VoIP gets its name from the fact that it uses the internet protocol (IP), a standard way of transmitting data over a network.
To transmit voice this way, the first step is to convert it from an analog voice signal into data — digital zeroes and ones.
A coder-decoder, or codec, converts the sound of your voice into a series of bits, which another codec at the other end of the connection will decode to reconstruct the original speech.
Before VoIP, the phone system was circuit-switched. To set up a phone call, the phone system would create a circuit between two phones, and that circuit would stay in place until the call ended. Think of how phone calls worked back in the days of human operators when a caller would pick up the receiver and turn a crank, sending a signal over a line running directly to the operator's office, where it rang a bell.
The operator would plug her phone into the line that was ringing, and ask what number the caller wanted to reach. The caller would give a number, and the operator would plug in a cable leading to that number. Once the call was connected, a set of wires running from one phone to the other was used for nothing but that one phone call until the callers hung up. Automatic switches replaced operators, but the principle is the same.
IP, on the other hand, sends everything — data, voice or even video — in bursts of bits called packets. As the name implies, these are like something you would send at the post office. Inside is some data, and on the outside is an address to indicate where the packet is going. Each data packet is sent over the network, and devices called routers, which are rather like the post office's mail sorters, use the address to send the packet in the right direction until it reaches its destination.
Many packets make up a VoIP phone call. An electronic device called a packet assembler-disassembler organizes data from the codec into packets and passes it to a router that sends it over the network to its destination, where it is taken out of the packets and turned into sound again. Packets may even travel different routes to reach their destination — if your call is from Toronto to Los Angeles, say, one packet might go through Chicago and the next through Vancouver.
This can lead to problems. If packets are delayed or arrive in the wrong order, the phone call doesn't sound right. This is why VoIP systems usually need networks that provide "quality of service" guarantees, meaning that they make sure the packets get through quickly. Today's networks can tell the difference between voice and data packets and give priority to the voice ones, because delays are more noticeable in a voice call than in, say, the transmission of e-mail.
Knowing where to send
How do the network routers know where to send the packets of a voice call?

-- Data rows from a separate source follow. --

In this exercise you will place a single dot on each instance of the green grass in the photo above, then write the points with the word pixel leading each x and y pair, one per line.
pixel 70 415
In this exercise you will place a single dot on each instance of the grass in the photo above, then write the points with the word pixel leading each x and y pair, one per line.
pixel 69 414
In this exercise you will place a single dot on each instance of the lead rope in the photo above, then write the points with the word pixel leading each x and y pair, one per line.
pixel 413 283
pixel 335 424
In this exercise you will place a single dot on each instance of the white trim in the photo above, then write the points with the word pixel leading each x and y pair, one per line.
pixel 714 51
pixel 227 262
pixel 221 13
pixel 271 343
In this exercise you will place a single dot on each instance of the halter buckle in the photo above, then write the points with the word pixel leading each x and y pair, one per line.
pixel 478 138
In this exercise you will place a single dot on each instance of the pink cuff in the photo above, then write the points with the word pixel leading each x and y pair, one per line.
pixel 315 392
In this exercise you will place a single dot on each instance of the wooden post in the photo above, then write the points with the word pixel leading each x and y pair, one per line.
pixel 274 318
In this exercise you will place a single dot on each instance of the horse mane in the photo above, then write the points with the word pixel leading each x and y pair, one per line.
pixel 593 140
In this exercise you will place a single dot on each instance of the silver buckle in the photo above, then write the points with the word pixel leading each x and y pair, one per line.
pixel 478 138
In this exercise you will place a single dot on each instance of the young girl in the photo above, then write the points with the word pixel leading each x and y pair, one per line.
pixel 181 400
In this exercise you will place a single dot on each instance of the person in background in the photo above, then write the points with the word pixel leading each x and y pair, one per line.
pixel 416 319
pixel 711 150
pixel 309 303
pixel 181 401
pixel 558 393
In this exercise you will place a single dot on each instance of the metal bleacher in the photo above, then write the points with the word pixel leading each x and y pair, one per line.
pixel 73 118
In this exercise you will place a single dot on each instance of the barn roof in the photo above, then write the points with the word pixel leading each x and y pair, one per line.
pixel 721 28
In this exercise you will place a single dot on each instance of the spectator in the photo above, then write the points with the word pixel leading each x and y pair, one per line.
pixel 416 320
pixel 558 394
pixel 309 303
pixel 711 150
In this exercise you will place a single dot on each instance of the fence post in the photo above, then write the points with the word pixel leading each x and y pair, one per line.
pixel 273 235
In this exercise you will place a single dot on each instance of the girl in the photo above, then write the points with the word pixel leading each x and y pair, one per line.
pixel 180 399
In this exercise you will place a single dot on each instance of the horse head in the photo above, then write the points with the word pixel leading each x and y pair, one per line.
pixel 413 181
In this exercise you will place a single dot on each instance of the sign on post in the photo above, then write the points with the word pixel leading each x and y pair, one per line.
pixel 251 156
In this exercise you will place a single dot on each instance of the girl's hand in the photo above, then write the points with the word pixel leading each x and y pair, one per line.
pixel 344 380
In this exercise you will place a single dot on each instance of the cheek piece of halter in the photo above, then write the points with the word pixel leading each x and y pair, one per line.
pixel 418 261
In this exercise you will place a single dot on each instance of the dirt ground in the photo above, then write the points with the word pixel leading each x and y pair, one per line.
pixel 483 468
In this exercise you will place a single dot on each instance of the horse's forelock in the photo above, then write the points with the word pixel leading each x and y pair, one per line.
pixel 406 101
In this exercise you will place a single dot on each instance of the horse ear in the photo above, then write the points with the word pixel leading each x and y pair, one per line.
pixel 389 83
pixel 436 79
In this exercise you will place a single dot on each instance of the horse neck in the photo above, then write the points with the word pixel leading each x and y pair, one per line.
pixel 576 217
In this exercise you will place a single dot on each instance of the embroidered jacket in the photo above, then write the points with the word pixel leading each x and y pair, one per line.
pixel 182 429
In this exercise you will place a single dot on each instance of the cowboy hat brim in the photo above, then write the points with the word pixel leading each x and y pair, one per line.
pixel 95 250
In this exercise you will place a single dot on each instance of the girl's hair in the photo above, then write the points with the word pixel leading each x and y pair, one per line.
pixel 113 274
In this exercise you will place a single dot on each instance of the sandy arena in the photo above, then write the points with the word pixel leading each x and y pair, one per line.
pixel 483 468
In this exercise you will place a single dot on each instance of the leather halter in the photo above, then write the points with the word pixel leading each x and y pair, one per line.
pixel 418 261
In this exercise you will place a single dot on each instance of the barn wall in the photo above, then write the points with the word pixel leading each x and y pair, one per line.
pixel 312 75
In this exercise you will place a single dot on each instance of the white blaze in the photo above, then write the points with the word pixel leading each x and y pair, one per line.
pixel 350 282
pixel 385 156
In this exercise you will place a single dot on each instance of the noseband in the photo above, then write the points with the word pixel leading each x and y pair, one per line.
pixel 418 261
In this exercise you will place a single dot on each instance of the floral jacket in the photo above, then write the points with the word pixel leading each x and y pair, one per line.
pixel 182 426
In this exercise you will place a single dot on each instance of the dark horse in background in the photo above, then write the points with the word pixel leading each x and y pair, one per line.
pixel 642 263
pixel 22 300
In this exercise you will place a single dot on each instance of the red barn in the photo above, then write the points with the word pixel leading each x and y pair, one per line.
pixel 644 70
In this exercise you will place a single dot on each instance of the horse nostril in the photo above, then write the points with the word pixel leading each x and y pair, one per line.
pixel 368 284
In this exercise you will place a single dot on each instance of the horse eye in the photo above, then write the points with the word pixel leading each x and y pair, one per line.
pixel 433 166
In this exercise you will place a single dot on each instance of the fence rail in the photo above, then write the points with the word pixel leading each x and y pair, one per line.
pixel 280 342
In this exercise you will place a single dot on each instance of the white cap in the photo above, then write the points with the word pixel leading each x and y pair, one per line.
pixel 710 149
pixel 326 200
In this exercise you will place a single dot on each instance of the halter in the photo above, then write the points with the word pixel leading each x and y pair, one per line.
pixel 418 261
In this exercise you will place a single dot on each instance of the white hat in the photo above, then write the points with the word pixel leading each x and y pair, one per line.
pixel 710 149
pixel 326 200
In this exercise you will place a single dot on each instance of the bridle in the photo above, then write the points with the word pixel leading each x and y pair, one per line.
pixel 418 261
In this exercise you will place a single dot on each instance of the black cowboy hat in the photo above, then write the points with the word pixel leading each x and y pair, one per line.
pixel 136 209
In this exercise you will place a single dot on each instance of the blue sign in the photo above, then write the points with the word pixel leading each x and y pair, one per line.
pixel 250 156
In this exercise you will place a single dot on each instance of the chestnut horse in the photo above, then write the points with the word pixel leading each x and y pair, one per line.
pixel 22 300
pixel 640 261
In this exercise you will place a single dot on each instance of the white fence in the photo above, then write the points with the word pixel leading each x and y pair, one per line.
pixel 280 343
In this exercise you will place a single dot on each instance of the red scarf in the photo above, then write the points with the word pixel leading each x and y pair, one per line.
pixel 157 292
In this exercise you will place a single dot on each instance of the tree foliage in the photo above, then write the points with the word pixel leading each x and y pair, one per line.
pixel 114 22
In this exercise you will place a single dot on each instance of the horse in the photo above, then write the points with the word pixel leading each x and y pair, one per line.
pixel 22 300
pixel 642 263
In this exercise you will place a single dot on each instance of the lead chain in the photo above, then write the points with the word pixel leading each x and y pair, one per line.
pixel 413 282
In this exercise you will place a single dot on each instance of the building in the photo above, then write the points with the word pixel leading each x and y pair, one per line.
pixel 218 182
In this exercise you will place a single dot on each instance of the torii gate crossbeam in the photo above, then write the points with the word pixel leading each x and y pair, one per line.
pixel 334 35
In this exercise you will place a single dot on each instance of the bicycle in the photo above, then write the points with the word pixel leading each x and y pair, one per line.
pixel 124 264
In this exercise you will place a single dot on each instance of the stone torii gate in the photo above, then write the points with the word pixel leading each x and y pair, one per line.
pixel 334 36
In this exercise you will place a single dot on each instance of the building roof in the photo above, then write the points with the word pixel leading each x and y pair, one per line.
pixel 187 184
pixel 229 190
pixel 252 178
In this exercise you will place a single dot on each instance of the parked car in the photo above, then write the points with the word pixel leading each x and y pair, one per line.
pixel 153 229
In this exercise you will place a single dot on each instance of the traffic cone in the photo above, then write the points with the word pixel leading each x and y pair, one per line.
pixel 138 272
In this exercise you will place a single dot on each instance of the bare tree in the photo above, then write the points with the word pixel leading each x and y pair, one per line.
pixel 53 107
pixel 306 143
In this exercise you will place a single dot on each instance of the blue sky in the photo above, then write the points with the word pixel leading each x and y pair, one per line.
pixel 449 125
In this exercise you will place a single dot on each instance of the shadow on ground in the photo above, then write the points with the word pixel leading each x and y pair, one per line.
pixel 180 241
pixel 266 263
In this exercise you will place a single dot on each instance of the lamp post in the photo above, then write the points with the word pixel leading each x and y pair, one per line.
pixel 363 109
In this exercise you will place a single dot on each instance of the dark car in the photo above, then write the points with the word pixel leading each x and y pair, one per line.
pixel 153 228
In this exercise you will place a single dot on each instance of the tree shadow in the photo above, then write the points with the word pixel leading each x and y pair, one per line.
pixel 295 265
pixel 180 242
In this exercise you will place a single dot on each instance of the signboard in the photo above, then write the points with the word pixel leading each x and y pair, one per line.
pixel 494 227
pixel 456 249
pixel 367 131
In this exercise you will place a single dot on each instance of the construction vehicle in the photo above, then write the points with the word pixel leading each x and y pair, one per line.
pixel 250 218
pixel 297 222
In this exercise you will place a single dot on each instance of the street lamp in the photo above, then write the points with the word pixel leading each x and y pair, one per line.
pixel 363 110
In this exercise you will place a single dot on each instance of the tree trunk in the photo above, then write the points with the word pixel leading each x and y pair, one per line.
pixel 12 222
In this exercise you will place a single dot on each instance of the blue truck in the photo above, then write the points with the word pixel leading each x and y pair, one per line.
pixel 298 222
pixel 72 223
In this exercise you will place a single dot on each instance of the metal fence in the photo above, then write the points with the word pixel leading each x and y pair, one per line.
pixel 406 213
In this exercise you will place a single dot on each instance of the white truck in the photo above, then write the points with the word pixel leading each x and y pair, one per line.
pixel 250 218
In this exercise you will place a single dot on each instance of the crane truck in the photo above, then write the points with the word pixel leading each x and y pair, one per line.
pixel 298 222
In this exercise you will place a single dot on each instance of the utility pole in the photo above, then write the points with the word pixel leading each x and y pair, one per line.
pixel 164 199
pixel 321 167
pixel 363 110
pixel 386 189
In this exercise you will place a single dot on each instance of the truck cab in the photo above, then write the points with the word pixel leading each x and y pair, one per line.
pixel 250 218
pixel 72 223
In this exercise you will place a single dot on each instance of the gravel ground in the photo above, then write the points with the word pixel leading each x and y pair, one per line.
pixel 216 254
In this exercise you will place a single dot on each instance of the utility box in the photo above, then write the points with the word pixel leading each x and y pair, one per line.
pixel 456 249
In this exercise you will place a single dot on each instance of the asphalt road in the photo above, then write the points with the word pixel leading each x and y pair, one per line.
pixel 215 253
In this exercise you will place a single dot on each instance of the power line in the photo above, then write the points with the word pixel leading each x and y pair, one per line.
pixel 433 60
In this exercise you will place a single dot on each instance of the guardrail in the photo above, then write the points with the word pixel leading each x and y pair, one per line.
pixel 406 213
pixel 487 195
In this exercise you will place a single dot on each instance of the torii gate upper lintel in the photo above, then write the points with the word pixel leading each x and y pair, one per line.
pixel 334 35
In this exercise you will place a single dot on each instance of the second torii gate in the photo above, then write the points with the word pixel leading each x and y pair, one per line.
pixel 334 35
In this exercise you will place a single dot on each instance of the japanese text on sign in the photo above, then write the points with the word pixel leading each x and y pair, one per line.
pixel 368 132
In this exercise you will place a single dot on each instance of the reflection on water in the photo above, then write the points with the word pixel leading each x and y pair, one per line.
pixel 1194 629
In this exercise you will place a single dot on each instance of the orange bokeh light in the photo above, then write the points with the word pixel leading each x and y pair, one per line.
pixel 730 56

Internet protocol uses IP addresses, which are like telephone numbers except that their format is different. An IP address is four groups of up to three digits, separated by dots, like 169.254.1.10. Each packet of data has an IP address. Each router that receives that packet uses a lookup table of IP addresses to determine where to send the packet.
But when you make a call using a consumer VoIP service like Vonage, you dial a telephone number, yet your call is routed over your internet connection. How does that work?
When you dial a call, your VoIP router checks the number you dialed against a lookup table. If you're calling another customer of the same VoIP service, it finds an IP address for that customer's phone and sends the call directly over the internet. Otherwise, the router finds the interconnection between the VoIP provider's network and the public telephone network that is nearest to where the call is going. It routes the call over the internet to that point, where it is passed to the phone network and completed.
Before starting to send packets, the router must set up the call — ring the phone at the other end, pass along caller ID information, and so on. Vonage and some other providers use session initiation protocol (SIP) to do this, while some other VoIP systems use other protocols.
Much the same thing happens in the other direction. Say someone in Halifax calls your VoIP phone in Vancouver. The phone system sees the area code 604 and routes the call to Vancouver, where the next three digits send it to the right central office. There the call is passed to a gateway operated by your VoIP service, which uses the lookup table to find the IP address to which your phone number is currently connected.
If your workplace has an IP phone system, it routes internal calls — which can include calls between two offices if your company has its own network connecting them — much the same way as a consumer VoIP service would connect calls between two of its own customers.
Outside calls go to an outside line pretty much the same way as they would with an old-fashioned office phone system.